De lezer kan tussen de regels door lezen dat de schrijver niet overtuigd is van de waarde van de cellulaire geneeskunde, maar de effectiviteit van de methode is niet de essentie van de artikelen.
Voor die kritische benadering geldt zowel voor [Gedaagde 2] als voor Tubantia het recht op vrije meningsuiting. Dat recht houdt ook in dat zij in het algemeen belang waarnodig adequaat informeren en waarschuwend en kritisch schrijven en publiceren. De gewraakte Tubantia-publicaties gaan over een zeer omstreden man en een zeer omstreden geneeswijze. Zij bevatten geen feiten die onjuist zijn of onvoldoende steun vinden in feitenmateriaal.
11. [Eiser] maakt ten onrechte bezwaar tegen het opnemen van zijn portret bij het artikel op de binnenpagina. De foto is een geposeerd portret en een vroegere opname, kennelijk met zijn toestemming door of voor Tubantia gemaakt. De rechtbank acht [Eiser] een publieke figuur. De plaatsing van een portret van een publieke figuur bij een artikel dat weliswaar kritisch is, maar niet in strijd met de normen die in het maatschappelijk verkeer gelden, acht de rechtbank niet onrechtmatig.
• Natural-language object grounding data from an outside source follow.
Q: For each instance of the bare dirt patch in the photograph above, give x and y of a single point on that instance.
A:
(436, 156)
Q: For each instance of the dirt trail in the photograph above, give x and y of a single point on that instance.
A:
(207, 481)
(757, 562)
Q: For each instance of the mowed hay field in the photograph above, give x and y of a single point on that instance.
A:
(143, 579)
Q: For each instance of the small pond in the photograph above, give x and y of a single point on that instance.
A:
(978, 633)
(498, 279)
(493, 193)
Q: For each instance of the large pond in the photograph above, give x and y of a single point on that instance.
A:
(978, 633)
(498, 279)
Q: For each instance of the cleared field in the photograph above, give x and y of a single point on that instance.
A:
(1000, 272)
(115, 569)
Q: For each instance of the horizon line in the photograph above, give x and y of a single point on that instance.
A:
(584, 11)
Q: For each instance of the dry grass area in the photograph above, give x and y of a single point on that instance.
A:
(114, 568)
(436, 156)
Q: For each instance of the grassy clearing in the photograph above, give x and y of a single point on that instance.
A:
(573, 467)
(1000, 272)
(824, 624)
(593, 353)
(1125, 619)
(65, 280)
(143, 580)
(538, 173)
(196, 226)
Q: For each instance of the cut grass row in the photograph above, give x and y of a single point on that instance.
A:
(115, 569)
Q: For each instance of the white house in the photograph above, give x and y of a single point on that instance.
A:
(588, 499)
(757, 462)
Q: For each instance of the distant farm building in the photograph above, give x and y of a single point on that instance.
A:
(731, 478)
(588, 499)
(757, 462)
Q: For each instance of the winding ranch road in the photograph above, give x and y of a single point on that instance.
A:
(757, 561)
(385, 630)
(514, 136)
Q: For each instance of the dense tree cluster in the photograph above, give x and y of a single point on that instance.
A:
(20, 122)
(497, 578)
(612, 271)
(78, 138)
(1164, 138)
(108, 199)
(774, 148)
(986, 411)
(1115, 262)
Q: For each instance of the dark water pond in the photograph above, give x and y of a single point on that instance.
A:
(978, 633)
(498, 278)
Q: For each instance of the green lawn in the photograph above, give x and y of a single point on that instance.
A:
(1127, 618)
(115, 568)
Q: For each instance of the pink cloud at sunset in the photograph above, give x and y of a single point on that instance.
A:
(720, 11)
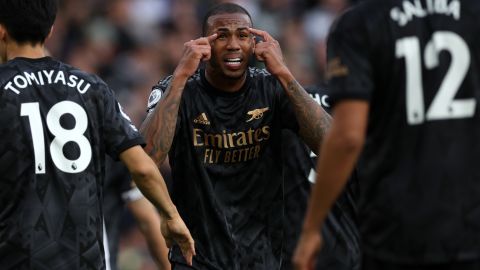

12. Het voorgaande leidt tot de conclusie dat de vorderingen van eisers moeten worden afgewezen en dat zij de kosten van dit geding zullen moeten dragen.
1. Wijst de vorderingen van eisers af.
2. Veroordeelt eisers hoofdelijk in de kosten van het geding, tot aan deze uitspraak aan de zijde van gedaagden begroot op € 241,- aan verschotten en € 1.808,- aan het salaris van de procureur.
3. Verklaart dit vonnis voor wat de proceskostenveroordeling betreft uitvoerbaar bij voorraad.
Dit vonnis is gewezen te Almelo door mr. Drewes en is op 8 februari 2006 in het openbaar uitgesproken in tegenwoordigheid van de griffier.